For example, if you were to have a glazed donut, which is almost only simple carbs, your blood sugar would spike immediately after you eat it. Instead, if you opted for a whole grain sandwich with fruit, that would not happen even though the calorie count is the same.
This is because all carbohydrates are not the same. Foods such as beans and oats which are carbs, contain soluble fiber help reduce blood sugar spikes and help with insulin resistance.
However, this is a guideline and it is necessary to monitor your blood sugar after meals periodically to check how your body responds to certain foods.
Talk to your physician and dietician to make a meal plan that suits your needs, that will help reduce blood sugar spikes after you eat. This need not necessarily mean that you must give up everything you enjoy—you just need to be conscious about how these foods impact your blood sugar.
How can you do that?
6 things you can do to help manage and reduce blood sugar spikes after a meal
Blood sugar rises after a meal, but you can control how quickly or how steadily it rises by doing a few things. This will not only help manage your blood sugar levels but also keep them in check.
1. Avoid sitting or lying down after a meal
It may feel great to relax and binge-watch something after you’ve enjoyed a good meal, especially after a long day at work. But now is the time to resist giving in. Also, lying down as soon as you eat can trigger acid reflux.
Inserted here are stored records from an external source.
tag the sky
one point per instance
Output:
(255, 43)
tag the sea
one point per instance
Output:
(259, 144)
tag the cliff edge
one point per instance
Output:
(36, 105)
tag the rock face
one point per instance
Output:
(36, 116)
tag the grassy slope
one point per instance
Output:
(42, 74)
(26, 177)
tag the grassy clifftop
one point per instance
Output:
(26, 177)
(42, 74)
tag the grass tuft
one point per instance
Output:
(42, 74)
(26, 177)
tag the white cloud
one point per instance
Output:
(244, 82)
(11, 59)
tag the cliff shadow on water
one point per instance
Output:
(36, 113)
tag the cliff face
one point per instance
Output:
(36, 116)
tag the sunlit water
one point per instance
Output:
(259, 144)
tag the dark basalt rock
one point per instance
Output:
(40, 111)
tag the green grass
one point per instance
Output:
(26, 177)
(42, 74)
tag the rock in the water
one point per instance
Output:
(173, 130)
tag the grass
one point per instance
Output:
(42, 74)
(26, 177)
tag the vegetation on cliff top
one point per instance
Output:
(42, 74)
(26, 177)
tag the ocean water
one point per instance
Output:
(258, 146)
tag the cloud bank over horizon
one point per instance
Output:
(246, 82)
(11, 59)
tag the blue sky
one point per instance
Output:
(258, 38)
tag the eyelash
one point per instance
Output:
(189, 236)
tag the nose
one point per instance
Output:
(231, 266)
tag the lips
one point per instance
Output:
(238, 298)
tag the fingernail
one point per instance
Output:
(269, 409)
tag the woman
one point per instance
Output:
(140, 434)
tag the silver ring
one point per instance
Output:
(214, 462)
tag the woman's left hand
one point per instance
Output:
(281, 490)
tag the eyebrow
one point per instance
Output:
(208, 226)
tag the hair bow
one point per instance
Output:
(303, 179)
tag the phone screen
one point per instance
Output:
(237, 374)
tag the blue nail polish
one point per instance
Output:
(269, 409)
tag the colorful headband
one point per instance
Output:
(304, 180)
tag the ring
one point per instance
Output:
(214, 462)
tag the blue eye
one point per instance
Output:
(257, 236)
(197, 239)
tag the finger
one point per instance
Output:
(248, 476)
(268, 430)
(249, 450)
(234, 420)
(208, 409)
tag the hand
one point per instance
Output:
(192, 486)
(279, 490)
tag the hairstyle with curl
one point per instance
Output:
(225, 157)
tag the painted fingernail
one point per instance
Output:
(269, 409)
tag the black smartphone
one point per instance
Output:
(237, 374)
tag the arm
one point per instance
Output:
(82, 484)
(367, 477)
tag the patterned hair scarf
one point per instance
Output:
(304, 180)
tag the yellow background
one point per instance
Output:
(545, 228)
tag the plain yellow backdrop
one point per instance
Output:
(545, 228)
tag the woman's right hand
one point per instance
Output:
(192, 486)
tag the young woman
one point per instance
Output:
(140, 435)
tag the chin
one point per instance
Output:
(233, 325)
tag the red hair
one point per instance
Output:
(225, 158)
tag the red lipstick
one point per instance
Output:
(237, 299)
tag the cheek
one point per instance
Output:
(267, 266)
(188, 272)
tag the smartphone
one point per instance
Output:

Sitting down or lying down immediately after a meal prevents your muscles from burning off the extra glucose in your bloodstream, raising your blood sugar.
If you tend to have indigestion after you eat, especially after foods such as pasta, or pizza that trigger it, give it a few minutes before you lie down or sit down. A slow walk for around 10 minutes is recommended.
2. Make sure you eat breakfast
The thing about blood sugar is, that every meal and snack raises it. If you are the sort who skips breakfast, remember that this has a big impact on your blood glucose levels. Starting the day without breakfast results in blood sugar fluctuations later in the day in the form of higher blood sugar after you eat lunch and dinner.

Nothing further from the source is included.